Przepraszam ale rozmawialiśmy wcześniej na ten temat przez telefon i taka była moja sugestia
maciej - Wto Lis 20, 2007 10:19

Panowie, nie kłócić się. :)
eszet - Wto Lis 20, 2007 12:40

Cytat:
Przepraszam ale rozmawialiśmy wcześniej na ten temat przez telefon i taka była moja sugestia

Słusznie,jeśli to prawda,to Przemowi należy się "pomógł" a nie mnie.

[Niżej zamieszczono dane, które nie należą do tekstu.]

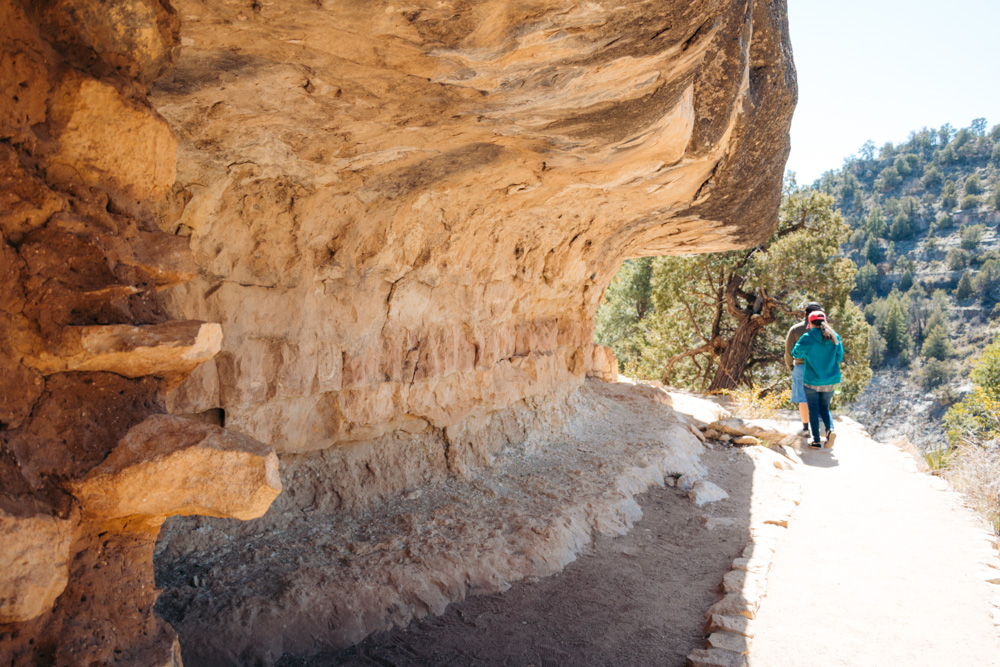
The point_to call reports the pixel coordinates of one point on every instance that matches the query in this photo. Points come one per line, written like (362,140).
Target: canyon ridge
(264,261)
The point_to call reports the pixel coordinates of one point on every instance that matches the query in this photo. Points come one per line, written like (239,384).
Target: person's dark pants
(819,408)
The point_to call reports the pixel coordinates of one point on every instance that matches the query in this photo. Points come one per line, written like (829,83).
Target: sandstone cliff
(392,223)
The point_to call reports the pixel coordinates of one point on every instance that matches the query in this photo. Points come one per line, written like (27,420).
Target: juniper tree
(719,320)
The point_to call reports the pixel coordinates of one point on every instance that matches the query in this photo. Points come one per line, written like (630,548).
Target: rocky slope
(392,222)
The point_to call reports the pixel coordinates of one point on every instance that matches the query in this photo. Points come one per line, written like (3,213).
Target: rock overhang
(423,197)
(401,218)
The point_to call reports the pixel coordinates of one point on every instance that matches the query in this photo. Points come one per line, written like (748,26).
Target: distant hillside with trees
(923,219)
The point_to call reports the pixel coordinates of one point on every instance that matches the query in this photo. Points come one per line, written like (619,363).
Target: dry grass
(975,471)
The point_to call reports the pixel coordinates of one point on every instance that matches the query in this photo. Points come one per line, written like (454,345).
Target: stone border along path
(528,515)
(730,627)
(919,576)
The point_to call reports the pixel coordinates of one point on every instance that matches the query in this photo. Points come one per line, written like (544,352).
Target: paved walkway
(881,566)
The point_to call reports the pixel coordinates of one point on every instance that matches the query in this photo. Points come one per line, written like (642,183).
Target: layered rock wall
(405,215)
(89,464)
(394,222)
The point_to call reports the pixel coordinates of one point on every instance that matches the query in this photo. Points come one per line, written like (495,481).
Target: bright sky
(877,69)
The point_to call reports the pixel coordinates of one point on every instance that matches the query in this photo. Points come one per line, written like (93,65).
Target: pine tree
(897,338)
(964,288)
(937,344)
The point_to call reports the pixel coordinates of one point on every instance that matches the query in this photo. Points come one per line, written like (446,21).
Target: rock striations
(371,236)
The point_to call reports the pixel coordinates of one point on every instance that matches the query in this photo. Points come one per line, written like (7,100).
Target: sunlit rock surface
(393,222)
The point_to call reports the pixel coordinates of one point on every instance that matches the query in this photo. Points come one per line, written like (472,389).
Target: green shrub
(972,235)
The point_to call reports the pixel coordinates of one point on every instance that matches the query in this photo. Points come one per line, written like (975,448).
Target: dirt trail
(881,565)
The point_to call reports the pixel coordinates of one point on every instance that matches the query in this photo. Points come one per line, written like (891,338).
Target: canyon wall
(364,232)
(404,216)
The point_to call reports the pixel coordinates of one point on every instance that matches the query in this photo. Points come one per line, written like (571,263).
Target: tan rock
(714,657)
(172,348)
(129,30)
(729,641)
(168,466)
(738,624)
(704,492)
(750,585)
(734,604)
(756,564)
(103,137)
(34,550)
(734,426)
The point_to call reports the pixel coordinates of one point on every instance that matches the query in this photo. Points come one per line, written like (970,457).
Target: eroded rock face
(410,212)
(401,217)
(87,349)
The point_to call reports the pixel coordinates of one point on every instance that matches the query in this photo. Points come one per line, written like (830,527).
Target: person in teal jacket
(821,351)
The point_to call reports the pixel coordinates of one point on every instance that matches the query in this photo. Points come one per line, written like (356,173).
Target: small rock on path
(881,565)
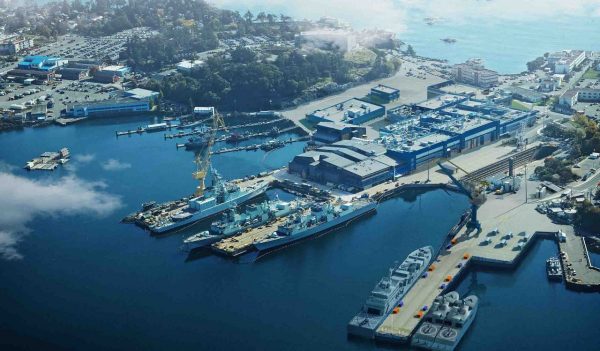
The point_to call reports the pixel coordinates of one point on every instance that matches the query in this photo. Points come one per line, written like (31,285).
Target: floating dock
(508,231)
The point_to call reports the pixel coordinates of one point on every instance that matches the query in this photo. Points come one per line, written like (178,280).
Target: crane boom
(202,158)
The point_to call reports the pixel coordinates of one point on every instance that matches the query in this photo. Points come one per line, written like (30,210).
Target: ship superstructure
(446,322)
(389,292)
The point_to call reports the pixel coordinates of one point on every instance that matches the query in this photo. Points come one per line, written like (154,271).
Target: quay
(509,229)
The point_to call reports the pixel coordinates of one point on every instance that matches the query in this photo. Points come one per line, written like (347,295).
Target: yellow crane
(202,158)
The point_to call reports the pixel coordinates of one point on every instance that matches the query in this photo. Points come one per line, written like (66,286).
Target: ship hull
(365,325)
(287,240)
(209,212)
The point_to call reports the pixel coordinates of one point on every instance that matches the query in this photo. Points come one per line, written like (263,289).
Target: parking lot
(56,96)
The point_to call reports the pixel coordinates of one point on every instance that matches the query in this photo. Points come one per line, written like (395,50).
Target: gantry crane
(474,195)
(202,158)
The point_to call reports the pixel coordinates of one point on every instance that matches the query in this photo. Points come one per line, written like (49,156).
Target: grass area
(363,57)
(591,73)
(308,124)
(519,105)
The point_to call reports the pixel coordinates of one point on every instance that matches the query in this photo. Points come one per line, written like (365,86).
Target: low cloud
(23,200)
(395,14)
(115,165)
(84,158)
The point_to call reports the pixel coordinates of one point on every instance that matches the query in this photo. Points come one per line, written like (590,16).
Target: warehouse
(353,111)
(112,108)
(355,165)
(385,93)
(328,132)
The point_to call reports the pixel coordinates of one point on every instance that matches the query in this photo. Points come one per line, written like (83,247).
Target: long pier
(509,229)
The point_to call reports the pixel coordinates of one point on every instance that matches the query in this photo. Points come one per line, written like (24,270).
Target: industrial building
(328,132)
(73,73)
(352,111)
(203,112)
(186,66)
(570,97)
(355,165)
(566,61)
(112,108)
(141,94)
(526,94)
(385,93)
(41,63)
(13,45)
(474,73)
(463,126)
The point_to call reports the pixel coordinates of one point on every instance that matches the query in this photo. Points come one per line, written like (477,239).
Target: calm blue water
(93,283)
(506,43)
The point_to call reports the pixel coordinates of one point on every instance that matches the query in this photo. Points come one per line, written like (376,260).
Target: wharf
(66,121)
(507,215)
(248,125)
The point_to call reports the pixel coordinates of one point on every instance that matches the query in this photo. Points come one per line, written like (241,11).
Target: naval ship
(319,218)
(388,293)
(553,269)
(233,222)
(219,197)
(446,322)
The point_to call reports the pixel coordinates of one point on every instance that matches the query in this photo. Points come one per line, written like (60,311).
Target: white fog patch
(23,199)
(115,165)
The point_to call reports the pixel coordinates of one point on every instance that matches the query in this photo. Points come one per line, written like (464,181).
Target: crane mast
(202,158)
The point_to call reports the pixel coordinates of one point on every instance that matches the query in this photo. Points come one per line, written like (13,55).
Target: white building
(201,111)
(186,66)
(325,39)
(15,44)
(474,73)
(566,61)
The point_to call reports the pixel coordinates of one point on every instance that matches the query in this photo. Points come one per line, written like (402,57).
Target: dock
(509,229)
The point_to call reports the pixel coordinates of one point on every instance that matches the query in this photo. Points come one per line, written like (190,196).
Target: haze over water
(505,33)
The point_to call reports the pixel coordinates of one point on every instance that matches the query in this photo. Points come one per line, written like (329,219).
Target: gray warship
(446,322)
(389,292)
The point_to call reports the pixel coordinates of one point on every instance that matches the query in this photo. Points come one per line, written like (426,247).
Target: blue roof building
(40,63)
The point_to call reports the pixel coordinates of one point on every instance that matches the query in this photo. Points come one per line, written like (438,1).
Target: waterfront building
(20,75)
(13,45)
(41,63)
(203,111)
(474,73)
(353,164)
(565,61)
(526,94)
(465,125)
(328,132)
(73,73)
(352,111)
(141,94)
(112,108)
(385,93)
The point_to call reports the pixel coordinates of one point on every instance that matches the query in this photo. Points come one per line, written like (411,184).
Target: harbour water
(90,282)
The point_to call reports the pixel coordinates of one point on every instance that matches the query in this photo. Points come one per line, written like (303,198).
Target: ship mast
(202,158)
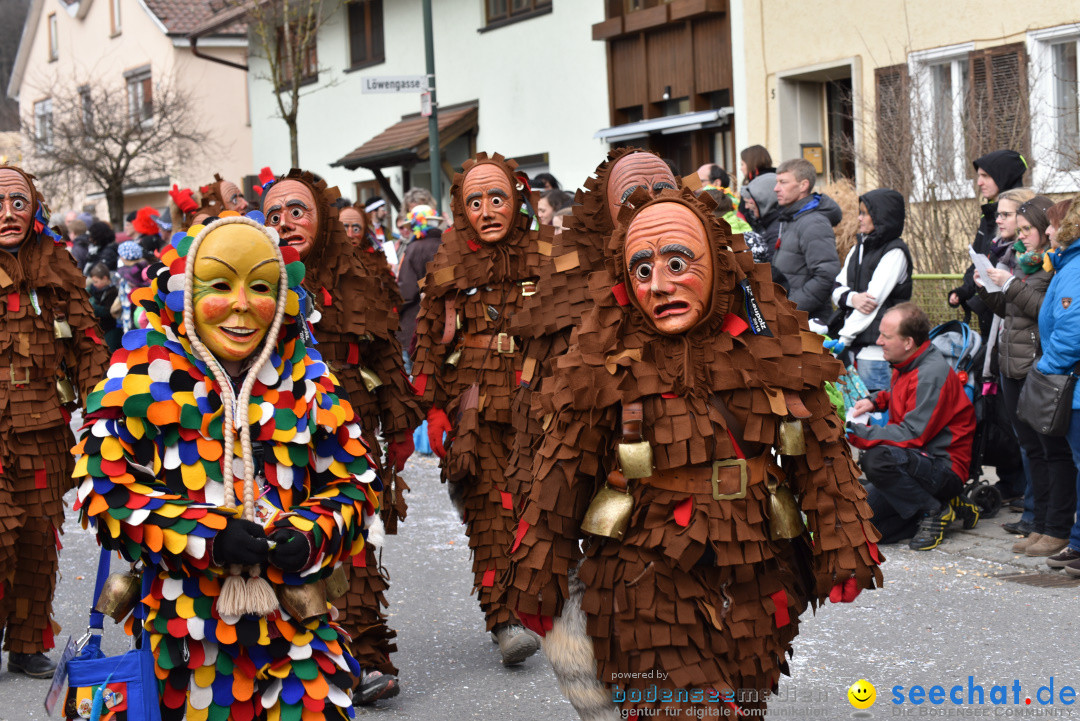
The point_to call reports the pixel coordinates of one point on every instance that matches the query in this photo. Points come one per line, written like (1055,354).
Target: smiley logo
(862,694)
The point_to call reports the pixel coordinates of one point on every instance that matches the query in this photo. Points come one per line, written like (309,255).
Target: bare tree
(111,137)
(284,33)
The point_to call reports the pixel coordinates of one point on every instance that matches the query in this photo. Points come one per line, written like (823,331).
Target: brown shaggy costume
(356,297)
(697,588)
(35,463)
(474,289)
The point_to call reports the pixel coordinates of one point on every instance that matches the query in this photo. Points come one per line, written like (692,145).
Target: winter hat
(130,250)
(144,221)
(423,218)
(102,233)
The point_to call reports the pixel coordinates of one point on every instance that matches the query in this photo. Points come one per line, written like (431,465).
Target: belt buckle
(741,493)
(498,343)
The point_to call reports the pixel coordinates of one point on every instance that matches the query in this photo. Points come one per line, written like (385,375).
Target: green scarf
(1027,261)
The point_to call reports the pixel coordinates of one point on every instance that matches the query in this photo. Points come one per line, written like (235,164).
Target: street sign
(395,84)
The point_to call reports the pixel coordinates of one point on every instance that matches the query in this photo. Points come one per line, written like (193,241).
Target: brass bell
(792,440)
(119,595)
(608,514)
(304,602)
(635,460)
(65,391)
(785,520)
(61,328)
(370,379)
(337,582)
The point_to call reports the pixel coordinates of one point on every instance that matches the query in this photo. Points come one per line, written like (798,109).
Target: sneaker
(932,529)
(375,685)
(35,665)
(1018,528)
(516,643)
(1025,543)
(1064,558)
(966,511)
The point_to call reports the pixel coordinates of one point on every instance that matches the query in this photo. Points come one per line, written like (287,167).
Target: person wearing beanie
(102,247)
(996,172)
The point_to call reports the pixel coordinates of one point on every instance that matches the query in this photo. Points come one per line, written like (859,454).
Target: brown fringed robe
(35,438)
(356,298)
(696,589)
(476,288)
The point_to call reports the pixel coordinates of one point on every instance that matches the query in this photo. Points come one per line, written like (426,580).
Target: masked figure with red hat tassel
(689,436)
(223,456)
(352,300)
(468,366)
(50,344)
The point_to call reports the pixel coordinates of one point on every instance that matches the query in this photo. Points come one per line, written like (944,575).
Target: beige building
(954,80)
(134,46)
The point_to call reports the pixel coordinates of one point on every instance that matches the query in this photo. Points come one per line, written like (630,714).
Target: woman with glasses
(1050,465)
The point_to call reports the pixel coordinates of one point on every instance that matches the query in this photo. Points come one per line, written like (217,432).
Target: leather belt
(726,479)
(500,343)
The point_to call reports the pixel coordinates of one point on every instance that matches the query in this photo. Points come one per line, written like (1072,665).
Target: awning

Druga rzecz,jaka mi przyszła na myśl....Ja mam w swojej 45 włożoną pompkę - zamiennik i nie siedzi ona na tym samym poziomie,co oryginalna,więc muszę utrzymywać poziom zawsze powyżej kresek.Może u Ciebie jest tak samo?

przemo285 - Wto Lis 20, 2007 18:12

Dokładnie miałem kiedyś to samo , zamontowałem pompę paliwa (sam wkład) i również miałem taki problem nie sięgała do dna.